L’ouverture d’une négociation consacrée à l’amélioration de la protection sociale des 850 000 salariés des hôtels, cafés et restaurants (HCR), fait partie du donnant-donnant conclu, le 28 avril, avec le gouvernement, en contrepartie de la baisse, le 1er juillet, de la TVA à 5,5 %.
Les organisations patronales se sont en effet engagées à « améliorer la garantie de prévoyance et/ou à mettre en place une mutuelle couvrant au minimum les frais de santé ». « Avec l’amélioration des minima conventionnels, ce sont nos trois objectifs de redistribution aux salariés », confirme Christine Pujol, la présidente de l’Union des métiers et de l’industrie de l’hôtellerie (Umih).

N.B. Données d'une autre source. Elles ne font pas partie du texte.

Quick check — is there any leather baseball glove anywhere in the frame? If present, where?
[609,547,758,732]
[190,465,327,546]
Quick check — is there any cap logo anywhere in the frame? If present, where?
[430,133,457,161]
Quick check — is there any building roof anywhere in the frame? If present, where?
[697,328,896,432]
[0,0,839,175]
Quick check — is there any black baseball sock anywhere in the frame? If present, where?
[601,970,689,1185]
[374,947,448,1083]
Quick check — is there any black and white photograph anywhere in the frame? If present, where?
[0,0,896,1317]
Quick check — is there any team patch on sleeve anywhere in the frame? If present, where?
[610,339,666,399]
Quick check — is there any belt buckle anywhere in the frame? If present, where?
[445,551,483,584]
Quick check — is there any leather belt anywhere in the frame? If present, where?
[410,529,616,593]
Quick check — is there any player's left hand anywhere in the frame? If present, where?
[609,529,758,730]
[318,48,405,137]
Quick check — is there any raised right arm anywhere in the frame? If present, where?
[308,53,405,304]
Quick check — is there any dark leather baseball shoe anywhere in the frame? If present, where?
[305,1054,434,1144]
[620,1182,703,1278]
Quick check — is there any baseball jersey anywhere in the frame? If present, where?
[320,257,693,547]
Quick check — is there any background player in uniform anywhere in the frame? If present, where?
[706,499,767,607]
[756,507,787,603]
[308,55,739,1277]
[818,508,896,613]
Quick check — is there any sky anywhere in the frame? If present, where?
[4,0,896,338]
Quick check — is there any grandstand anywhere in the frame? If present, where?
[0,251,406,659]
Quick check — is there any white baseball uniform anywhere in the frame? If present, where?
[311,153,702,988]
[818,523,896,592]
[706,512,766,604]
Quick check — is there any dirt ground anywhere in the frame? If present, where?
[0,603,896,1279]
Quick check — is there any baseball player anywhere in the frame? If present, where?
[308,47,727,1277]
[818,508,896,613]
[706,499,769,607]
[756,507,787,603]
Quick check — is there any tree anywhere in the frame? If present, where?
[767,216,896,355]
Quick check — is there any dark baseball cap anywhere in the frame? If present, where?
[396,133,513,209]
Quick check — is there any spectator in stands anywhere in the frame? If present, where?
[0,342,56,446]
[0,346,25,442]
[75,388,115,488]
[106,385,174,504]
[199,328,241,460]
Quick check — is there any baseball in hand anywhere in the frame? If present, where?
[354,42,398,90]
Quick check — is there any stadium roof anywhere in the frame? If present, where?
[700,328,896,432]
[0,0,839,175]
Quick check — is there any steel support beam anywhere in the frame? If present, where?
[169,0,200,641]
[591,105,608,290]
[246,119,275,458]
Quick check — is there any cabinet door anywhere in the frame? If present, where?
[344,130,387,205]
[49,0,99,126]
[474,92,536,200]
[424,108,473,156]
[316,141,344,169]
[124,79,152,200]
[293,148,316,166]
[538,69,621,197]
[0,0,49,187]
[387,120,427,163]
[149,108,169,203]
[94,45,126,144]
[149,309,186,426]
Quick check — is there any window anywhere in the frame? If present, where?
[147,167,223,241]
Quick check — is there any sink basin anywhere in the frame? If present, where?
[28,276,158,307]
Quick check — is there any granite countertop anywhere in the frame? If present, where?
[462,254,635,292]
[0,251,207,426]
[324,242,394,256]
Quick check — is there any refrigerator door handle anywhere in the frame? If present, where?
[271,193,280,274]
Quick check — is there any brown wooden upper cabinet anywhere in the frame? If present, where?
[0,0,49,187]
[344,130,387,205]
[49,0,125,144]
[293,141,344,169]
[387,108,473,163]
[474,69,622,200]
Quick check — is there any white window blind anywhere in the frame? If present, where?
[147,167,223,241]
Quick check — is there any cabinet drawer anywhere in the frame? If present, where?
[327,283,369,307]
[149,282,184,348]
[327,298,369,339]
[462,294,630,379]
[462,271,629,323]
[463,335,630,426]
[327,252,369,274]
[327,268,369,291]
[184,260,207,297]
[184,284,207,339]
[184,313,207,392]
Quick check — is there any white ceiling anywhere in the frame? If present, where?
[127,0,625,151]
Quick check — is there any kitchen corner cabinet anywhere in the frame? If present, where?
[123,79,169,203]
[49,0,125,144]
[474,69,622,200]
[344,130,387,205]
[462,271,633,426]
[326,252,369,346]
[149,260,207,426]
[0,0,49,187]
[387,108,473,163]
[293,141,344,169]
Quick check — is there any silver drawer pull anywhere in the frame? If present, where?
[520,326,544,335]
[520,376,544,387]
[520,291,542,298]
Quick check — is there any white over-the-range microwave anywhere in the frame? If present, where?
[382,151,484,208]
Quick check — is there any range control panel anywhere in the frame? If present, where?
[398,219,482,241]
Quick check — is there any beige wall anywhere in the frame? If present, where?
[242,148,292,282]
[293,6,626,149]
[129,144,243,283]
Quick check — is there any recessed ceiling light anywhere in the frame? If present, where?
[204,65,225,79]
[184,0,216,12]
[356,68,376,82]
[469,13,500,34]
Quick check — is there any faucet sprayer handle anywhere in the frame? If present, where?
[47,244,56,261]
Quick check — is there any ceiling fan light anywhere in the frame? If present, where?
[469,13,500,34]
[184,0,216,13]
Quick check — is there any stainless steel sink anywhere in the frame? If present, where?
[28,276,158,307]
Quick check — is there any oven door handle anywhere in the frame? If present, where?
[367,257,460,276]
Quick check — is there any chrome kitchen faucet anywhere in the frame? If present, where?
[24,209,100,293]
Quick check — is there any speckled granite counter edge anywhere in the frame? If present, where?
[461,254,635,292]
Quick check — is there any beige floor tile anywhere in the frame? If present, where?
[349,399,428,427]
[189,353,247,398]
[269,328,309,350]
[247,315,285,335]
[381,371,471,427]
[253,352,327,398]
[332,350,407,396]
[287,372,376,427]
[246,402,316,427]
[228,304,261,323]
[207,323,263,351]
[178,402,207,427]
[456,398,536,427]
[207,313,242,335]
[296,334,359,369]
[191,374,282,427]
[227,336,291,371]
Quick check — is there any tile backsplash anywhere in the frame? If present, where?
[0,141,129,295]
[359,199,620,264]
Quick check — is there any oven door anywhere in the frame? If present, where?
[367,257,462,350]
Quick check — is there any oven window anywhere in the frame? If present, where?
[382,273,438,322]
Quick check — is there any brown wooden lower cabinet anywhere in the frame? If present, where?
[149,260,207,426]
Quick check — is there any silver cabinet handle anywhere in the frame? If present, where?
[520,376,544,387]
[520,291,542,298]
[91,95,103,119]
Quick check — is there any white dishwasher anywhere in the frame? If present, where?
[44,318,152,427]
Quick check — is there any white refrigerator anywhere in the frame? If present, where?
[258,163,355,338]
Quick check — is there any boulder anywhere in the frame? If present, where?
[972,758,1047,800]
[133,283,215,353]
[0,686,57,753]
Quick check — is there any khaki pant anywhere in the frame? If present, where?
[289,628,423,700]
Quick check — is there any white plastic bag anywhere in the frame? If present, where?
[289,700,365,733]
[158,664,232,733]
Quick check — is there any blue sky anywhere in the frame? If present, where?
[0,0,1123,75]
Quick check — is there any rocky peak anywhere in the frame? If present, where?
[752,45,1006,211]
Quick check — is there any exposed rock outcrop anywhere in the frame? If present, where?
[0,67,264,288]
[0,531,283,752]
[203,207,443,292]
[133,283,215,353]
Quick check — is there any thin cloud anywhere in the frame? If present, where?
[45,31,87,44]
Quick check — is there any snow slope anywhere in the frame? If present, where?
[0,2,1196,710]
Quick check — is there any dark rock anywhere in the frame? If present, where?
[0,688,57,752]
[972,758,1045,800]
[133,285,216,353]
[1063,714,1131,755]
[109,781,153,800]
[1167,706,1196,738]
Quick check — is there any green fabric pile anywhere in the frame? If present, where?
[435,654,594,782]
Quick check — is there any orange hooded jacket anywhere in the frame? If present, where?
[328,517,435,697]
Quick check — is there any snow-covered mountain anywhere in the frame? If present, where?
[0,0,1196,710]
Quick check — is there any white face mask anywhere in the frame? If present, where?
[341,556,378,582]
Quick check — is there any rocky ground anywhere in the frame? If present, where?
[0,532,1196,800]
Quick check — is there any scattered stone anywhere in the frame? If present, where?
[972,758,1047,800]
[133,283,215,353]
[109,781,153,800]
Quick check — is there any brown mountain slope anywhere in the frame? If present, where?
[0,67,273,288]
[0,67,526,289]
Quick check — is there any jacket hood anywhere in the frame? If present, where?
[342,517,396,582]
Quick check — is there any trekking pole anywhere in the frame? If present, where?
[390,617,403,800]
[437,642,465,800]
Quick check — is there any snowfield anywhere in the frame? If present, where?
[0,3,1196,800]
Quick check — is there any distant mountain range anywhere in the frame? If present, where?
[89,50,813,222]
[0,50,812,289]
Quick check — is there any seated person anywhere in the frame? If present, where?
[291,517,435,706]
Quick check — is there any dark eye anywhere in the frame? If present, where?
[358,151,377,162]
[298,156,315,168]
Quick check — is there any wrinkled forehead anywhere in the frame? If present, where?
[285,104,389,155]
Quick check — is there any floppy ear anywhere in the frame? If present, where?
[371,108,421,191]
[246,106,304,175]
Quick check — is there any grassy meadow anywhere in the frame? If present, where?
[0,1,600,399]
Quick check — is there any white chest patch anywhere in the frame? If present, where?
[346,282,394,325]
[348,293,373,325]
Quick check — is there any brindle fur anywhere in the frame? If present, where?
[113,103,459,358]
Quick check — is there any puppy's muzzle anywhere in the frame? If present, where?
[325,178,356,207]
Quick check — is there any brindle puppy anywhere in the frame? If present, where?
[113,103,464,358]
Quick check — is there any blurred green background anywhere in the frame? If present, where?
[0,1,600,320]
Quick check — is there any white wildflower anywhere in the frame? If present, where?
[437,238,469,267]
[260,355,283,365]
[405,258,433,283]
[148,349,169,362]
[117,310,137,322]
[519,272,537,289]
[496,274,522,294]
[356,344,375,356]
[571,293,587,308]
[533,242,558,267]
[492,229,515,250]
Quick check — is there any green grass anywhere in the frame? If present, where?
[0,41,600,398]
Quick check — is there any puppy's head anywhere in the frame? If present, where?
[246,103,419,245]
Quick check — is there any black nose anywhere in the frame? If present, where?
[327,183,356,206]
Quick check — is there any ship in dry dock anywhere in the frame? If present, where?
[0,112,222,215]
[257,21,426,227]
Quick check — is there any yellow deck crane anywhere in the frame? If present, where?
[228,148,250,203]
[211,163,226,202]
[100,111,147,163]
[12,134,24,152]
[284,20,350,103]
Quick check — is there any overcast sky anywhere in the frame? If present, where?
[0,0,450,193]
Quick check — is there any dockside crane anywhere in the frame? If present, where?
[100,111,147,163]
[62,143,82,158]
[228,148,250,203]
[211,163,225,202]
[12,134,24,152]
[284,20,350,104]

En matière d’arrêt de travail, les négociations devraient aborder la question du délai de franchise : « 58 % des demandes d’aide sociale concernent des personnes privées de ressources du fait de ce délai », explique Denis Raguet, vice-président (FO) de HCR prévoyance.
Si, dans le cadre du pilotage du régime, patronat et syndicats devaient ratifier, le 22 juin, une première amélioration visant à ramener ce délai de 120 à 90 jours à coût constant, « il reste, selon lui, un relais de mensualisation à combler entre le 68e et le 91e jour d’arrêt, moyennant une hausse maximale de cotisation de 0,05 % ».
La création d’une mutuelle santé de branche est l’autre grand volet de ces discussions. « Cela fait partie des avantages dont nos jeunes collaborateurs doivent bénéficier », reprend Christine Pujol, estimant que « c’est un bon moyen de fidélisation ». « Reste à savoir jusqu’où la branche est prête à aller », s’interroge Denis Raguet. Réponse d’ici la fin de l’année.